Very often religious leaders act from their pedestals of moral power to condemn evil but do not lift their finger to combat that evil. Condemnations may be the first step to action, but if they stop merely with condemnations, they are pharisaic.
Unfortunate historical events and pressures on religions
But the ability to play the noble and positive role of serving man and community in Sri Lanka, each of the religions has been defined or limited by other historical events and pressures.
In Sri Lanka, each religion by reason of their varied depths and influence among the people, they were expected to play key roles in shaping a united and peaceful community. Unfortunately each religion had a limited and even negative understanding of its role in the larger society. They sometimes remained anti-political or apolitical or too political.
More than being centripetal, religions need to be centrifugal (Anthropocentric)
Religions, as the soul and motivating force among the various peoples, were inward-looking and self-centred towards feeding and caring for their own followers. They were not sufficiently outward looking to take responsibility for all the peoples and cultures to live in peace with a unique Sri Lankan identity. Religions, as the soul and motivating force among the various peoples, were inward-looking and self-centred towards feeding and caring for their own followers.

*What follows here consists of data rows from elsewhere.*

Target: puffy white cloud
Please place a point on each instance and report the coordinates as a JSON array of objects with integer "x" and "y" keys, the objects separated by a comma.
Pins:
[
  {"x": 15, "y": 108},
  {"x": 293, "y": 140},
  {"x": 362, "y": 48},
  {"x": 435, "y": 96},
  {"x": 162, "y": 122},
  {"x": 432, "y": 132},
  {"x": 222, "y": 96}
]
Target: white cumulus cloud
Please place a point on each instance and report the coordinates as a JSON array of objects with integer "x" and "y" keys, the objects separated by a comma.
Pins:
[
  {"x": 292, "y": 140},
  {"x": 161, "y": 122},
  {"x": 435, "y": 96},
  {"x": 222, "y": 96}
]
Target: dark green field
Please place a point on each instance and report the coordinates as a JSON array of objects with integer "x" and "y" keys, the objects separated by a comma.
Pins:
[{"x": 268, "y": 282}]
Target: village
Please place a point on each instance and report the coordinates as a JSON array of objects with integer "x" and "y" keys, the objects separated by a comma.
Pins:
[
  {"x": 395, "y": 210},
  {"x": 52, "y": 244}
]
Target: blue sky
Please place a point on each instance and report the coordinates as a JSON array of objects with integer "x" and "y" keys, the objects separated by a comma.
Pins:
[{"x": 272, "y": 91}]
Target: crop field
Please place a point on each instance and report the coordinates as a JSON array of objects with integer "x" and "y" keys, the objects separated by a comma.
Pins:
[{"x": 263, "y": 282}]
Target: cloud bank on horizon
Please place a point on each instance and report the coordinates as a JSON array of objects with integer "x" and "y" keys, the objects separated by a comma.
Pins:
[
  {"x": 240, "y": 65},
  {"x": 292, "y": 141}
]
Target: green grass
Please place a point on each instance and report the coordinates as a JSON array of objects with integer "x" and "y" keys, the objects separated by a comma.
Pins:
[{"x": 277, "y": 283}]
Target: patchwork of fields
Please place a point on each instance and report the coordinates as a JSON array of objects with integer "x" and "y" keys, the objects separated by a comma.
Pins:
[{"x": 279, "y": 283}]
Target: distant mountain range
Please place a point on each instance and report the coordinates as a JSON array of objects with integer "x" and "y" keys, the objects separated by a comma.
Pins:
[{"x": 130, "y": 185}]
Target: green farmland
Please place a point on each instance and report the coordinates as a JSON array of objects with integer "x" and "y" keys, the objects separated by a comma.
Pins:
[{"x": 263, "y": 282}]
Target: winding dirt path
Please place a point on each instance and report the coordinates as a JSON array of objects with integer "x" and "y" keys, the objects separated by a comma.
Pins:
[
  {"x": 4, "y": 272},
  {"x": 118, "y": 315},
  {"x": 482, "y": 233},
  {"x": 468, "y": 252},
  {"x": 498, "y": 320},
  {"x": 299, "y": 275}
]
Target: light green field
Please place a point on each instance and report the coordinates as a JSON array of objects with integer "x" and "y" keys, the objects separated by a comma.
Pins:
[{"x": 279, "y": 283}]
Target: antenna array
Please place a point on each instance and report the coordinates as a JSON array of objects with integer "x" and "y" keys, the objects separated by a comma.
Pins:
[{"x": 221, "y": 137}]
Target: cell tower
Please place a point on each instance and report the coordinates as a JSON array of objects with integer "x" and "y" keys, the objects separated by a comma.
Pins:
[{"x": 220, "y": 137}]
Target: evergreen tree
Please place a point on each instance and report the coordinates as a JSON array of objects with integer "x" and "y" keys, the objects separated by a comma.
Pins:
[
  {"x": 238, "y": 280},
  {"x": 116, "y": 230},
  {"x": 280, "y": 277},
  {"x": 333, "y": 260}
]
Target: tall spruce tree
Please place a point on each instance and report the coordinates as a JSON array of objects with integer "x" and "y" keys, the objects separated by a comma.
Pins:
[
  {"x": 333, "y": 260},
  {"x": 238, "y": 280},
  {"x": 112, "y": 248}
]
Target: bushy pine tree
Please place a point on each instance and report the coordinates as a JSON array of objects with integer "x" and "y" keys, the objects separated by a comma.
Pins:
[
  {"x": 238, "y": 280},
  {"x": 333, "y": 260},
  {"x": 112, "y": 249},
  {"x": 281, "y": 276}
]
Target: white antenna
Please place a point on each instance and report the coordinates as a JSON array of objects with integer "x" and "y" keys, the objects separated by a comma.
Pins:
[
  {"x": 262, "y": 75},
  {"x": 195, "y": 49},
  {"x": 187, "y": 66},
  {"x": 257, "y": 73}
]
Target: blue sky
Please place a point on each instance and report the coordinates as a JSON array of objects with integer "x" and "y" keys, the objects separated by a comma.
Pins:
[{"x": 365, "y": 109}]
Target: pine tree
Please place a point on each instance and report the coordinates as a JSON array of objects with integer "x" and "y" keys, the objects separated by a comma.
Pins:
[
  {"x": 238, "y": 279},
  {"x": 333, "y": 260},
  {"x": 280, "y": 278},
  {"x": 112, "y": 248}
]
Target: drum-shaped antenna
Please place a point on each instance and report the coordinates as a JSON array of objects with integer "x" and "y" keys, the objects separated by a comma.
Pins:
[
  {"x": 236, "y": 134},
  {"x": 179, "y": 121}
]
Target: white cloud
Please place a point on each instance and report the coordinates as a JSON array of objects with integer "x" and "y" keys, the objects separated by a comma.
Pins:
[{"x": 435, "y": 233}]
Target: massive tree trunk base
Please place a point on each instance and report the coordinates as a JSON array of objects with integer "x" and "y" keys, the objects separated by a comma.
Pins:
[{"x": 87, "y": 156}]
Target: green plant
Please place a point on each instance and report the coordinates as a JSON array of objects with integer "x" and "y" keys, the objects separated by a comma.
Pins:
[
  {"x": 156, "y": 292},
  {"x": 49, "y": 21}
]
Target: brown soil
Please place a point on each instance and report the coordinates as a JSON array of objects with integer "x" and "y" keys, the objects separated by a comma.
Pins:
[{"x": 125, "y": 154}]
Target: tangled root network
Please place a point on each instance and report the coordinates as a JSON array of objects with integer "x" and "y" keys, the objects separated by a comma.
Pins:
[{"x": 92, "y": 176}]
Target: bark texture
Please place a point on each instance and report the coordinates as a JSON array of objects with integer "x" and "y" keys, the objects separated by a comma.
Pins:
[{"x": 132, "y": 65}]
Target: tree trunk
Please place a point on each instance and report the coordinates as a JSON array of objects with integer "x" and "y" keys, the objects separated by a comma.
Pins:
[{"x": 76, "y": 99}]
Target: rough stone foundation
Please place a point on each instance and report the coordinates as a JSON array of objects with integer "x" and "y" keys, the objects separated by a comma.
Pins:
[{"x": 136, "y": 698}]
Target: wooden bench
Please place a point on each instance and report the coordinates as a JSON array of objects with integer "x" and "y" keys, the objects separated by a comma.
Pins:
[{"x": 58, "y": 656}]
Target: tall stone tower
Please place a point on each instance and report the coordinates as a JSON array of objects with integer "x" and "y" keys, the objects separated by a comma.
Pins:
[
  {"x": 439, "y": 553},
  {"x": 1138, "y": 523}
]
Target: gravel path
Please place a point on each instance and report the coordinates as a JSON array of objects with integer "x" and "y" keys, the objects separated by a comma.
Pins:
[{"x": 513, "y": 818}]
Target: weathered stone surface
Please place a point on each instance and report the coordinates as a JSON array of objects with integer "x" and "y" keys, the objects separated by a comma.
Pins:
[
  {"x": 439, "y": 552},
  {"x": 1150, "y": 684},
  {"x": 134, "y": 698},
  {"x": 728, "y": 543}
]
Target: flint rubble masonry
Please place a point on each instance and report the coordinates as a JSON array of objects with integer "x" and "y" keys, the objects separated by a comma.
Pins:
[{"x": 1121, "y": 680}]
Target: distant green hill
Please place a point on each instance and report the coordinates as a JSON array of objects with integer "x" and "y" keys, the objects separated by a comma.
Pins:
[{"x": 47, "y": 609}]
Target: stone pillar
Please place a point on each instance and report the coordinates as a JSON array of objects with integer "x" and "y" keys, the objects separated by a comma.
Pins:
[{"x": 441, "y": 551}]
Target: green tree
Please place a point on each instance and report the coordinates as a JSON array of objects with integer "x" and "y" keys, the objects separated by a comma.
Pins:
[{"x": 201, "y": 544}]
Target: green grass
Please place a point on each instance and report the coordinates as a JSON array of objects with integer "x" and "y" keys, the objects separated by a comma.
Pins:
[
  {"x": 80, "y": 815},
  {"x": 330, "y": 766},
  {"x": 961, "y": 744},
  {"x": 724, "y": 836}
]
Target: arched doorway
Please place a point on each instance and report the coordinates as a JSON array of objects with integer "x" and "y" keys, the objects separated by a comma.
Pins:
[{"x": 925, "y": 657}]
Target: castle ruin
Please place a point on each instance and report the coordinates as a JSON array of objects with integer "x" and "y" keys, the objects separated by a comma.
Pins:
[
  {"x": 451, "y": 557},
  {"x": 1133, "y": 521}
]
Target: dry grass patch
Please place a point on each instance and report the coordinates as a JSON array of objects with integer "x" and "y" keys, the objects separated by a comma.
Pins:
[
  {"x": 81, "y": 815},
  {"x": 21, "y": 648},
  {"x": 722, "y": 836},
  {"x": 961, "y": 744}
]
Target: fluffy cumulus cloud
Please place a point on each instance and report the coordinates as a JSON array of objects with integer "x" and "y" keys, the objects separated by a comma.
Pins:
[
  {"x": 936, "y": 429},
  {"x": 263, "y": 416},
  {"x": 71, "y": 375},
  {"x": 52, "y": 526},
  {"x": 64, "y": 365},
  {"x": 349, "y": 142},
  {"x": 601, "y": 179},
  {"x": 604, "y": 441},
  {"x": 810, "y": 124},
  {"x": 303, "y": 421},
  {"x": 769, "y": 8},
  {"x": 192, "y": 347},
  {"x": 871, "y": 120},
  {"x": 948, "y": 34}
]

On the other hand there were also religious extremists or fanatics, who misuded religion for their own misconduct or racism. The passivity od the good does more harm than the activity of the bad. Because of the silence and apolitical stance of religious leaders, or of their distancing too much from their political responsabilities, the extremists flourish with their misconduct.
By their growth and nature they have played their roles either in a destructive way or non-concerned or indifferent way or influencing way.
Instead of appointing our own political leaders, who are in some way part of the problem, to lead reconciliation efforts, non-politicians, religious and civic leaders, philanthropists and charismatic leaders, even from other countries, must be invited to form groups at the national and provincial levels. Sufficient funds from within and without the country should be made available for such efforts.
Listening to victims of the long drawn out conflict and war goes a long way in healing. Besides none will benefit by revenge-taking and anger. Only forgiveness can pave the way for the future. Formation of inter-religious groups of leaders and activists who can move around the country taking the message of tuth, justice and forgiveness, who can engage in listening to the woes of the affected (listening therapy), meeting victims offering solace and tending apologies on behalf of accused
Conducting peace prayers and public apologies on behalf of offenders…
Formation of humanitarian groups directed to meet the victims of the missiong persons, those killed.
It is up to all well wishers of Sri Lanka to put their heads together, invite various sectors of society and their leaders to explore possibilities of reconciling communities. This is my Good Friday Appeal and Easter wish to my friends in Sri Lanka.